The question of why your display doesn't just output linear colors is more interesting. Small differences in dark colors are more easily perceived than differences in lighter colors, so it's useful to spend more encoding space on the low end. With more bits, you could use linear colors throughout, but all color data would take up proportionally more memory. It ends up more efficient to just decode from sRGB, do your computation, and encode into sRGB again each time.

Modern graphics APIs can automate this sRGB coding for you by letting you specify an sRGB format for textures: each time you read from an sRGB texture, the system will decode the color into linear space, and all writes will automatically encode back into sRGB.

1 comments

WebGL + GLSL should already adjust this for you, giving a linear colorspace. Notice that 'unadjusted' actually looks correct (at least on my browser, Chrome @ Linux).
Should as in "it would be nice"? Maybe.

Should as in it does already and this sort of thing is unnecessary? Definitely not. Hence EXT_sRGB.

Should as in "I believe WebGL + GLSL already does this by default, it does at least on my machine".
This would be in violation of the standard (in a way that would cause a lot of things to render wrong -- anybody who was rendering correctly would now be wrong!), and also it isn't practical in most cases.

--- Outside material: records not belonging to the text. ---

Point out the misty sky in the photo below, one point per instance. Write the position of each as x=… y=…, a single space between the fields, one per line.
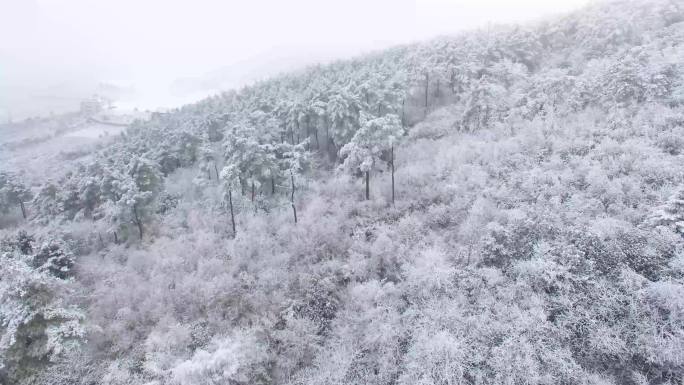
x=60 y=46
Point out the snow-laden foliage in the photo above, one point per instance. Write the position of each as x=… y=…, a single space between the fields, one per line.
x=524 y=225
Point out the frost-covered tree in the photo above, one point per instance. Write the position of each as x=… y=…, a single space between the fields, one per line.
x=293 y=161
x=230 y=176
x=363 y=153
x=37 y=325
x=13 y=193
x=671 y=214
x=240 y=358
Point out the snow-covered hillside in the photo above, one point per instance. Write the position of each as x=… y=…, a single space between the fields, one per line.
x=498 y=207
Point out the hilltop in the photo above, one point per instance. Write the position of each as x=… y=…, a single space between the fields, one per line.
x=503 y=206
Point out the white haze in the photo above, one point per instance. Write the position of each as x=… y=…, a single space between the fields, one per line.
x=161 y=53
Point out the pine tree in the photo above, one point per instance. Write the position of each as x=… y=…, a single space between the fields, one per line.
x=364 y=151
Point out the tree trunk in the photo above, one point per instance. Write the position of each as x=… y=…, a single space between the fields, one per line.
x=403 y=113
x=297 y=132
x=294 y=209
x=427 y=87
x=327 y=135
x=308 y=131
x=137 y=220
x=230 y=203
x=392 y=164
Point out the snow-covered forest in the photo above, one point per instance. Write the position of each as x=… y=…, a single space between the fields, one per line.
x=503 y=206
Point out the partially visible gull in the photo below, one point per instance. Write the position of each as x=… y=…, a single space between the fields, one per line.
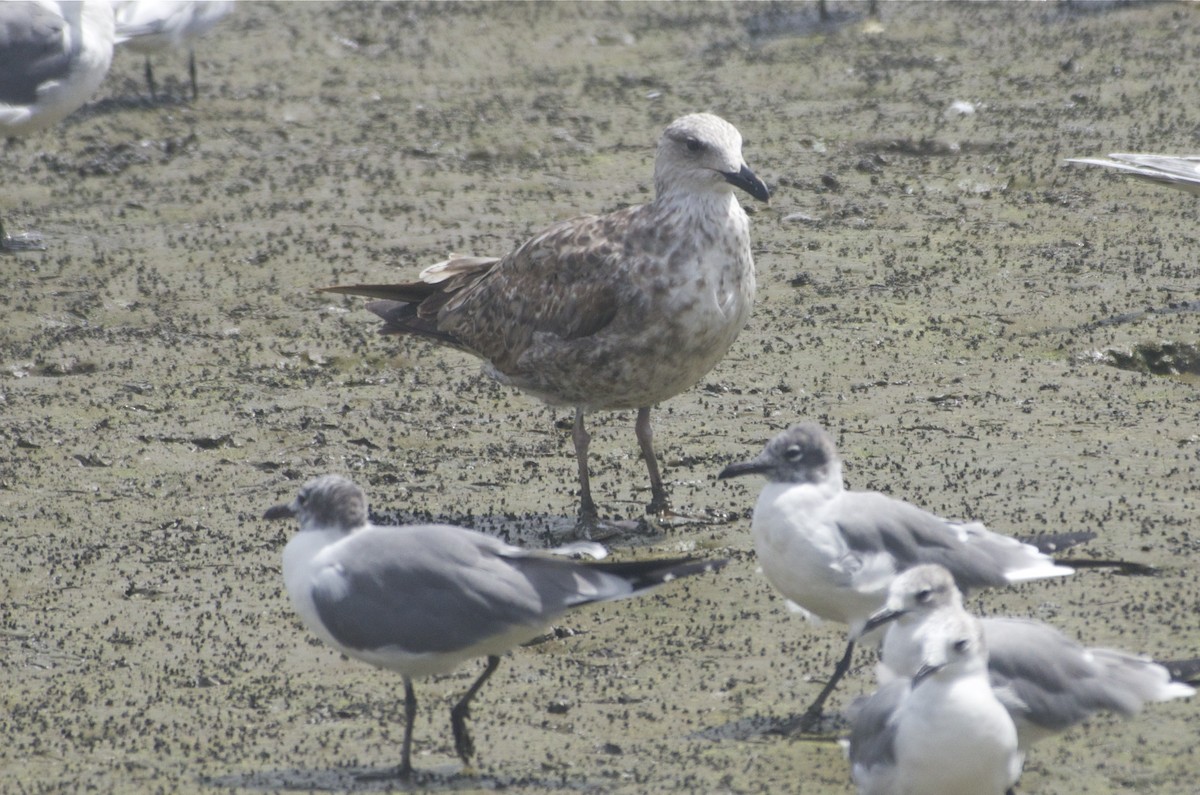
x=1165 y=169
x=1045 y=681
x=150 y=27
x=420 y=599
x=606 y=312
x=942 y=731
x=53 y=57
x=833 y=553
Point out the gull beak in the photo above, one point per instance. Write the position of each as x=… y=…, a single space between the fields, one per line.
x=880 y=619
x=749 y=181
x=745 y=467
x=925 y=671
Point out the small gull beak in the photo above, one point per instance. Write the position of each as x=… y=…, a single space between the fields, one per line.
x=881 y=619
x=749 y=181
x=744 y=467
x=925 y=673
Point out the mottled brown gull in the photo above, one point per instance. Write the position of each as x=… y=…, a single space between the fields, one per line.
x=606 y=312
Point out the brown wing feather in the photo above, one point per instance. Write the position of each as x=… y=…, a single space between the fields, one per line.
x=558 y=282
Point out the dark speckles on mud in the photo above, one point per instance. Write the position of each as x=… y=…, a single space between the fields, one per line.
x=333 y=139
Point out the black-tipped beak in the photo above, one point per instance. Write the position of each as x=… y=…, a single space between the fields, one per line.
x=738 y=470
x=283 y=510
x=749 y=181
x=880 y=619
x=924 y=673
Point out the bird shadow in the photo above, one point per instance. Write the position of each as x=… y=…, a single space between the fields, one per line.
x=448 y=778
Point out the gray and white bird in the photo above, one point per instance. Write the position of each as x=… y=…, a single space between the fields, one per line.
x=1047 y=681
x=833 y=553
x=420 y=599
x=606 y=312
x=53 y=57
x=149 y=27
x=1180 y=172
x=941 y=733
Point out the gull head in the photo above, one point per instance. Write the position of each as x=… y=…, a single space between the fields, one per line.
x=701 y=154
x=954 y=649
x=329 y=502
x=802 y=454
x=916 y=593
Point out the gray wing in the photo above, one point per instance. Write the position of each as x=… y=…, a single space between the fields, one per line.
x=874 y=730
x=874 y=524
x=441 y=589
x=1045 y=679
x=31 y=51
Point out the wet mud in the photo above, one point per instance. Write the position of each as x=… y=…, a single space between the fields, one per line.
x=934 y=287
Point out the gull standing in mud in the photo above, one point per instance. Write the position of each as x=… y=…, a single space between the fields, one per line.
x=1165 y=169
x=941 y=733
x=833 y=553
x=149 y=27
x=606 y=312
x=1045 y=681
x=53 y=57
x=421 y=599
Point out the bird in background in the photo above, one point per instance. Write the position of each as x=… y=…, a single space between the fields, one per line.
x=609 y=312
x=942 y=731
x=149 y=27
x=834 y=553
x=1047 y=681
x=420 y=599
x=1179 y=172
x=53 y=57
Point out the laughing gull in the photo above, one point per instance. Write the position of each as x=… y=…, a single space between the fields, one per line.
x=420 y=599
x=53 y=57
x=941 y=733
x=606 y=312
x=833 y=553
x=150 y=27
x=1045 y=681
x=1165 y=169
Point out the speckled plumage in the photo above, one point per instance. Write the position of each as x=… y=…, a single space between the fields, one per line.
x=606 y=312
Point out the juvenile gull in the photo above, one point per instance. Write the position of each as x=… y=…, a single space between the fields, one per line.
x=1045 y=681
x=1165 y=169
x=53 y=57
x=150 y=27
x=941 y=733
x=833 y=553
x=606 y=312
x=420 y=599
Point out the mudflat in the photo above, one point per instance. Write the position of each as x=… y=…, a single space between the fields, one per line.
x=935 y=286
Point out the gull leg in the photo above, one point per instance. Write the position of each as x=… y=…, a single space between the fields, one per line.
x=150 y=81
x=191 y=72
x=659 y=502
x=588 y=514
x=406 y=755
x=462 y=742
x=811 y=717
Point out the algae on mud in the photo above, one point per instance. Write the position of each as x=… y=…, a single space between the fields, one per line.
x=930 y=288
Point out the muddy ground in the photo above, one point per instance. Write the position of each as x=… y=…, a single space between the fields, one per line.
x=935 y=286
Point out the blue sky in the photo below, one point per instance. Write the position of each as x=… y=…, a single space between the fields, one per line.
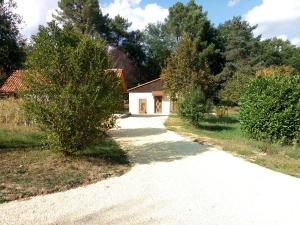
x=218 y=10
x=275 y=18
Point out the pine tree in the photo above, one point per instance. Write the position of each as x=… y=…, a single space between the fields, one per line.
x=186 y=70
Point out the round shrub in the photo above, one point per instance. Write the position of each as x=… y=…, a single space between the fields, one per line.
x=70 y=92
x=270 y=108
x=193 y=106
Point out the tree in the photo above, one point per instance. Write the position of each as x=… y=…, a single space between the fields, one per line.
x=191 y=20
x=193 y=106
x=69 y=91
x=158 y=47
x=277 y=52
x=241 y=51
x=270 y=108
x=118 y=30
x=186 y=69
x=11 y=46
x=84 y=15
x=241 y=48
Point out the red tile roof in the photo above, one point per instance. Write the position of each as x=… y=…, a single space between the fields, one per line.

It's a common misconception that this is taken care of for you by <platform X>, but it basically never is. I'm positive this is the case for WebGL.

Linear is not a colourspace.

It is an attribute of a properly defined encoding model. Further, there are two forms of linear display linear and scene linear, which are fundamentally essential to grasp for rendering approaches.

See ISO 22028-1:2004 for a discussion of terms.

> Linear is not a colourspace.

I never said so. I said it gives >> a << linear colorspace. There are many such color spaces. Some are linear in different aspects (better at close or far away colors), and some only preserve some aspects (linear in brightness, or chroma, etc). I didn't intend to fully go into color theory.

I'm not even certain how well defined the color space is, and how properly linear it is. I do know that it accounts for gamma correction though (at least on my machine).

No.

Linear is not a colour space, as a properly defined colour space, as per the ISO specification, is:

- A well defined transfer function.

- Properly described primary light chromaticities.

- Properly defined white point colour.

Where you reference "there are many such color spaces" is the issue. Linear specifically relates to the first point, and even that doesn't properly describe whether one is speaking of display linear or scene linear.

The other points relate to perceptually uniform discussions, which would be a misuse of the term linear.

I agree that it is not a suitable forum for color theory. “Linear” however, is a much confused subject, worthy of explanation.

Unadjusted looks correct for me in Chrome and Firefox in Fedora. I have an nvidia card so I'm not using Wayland, I'm not sure if that would make a difference.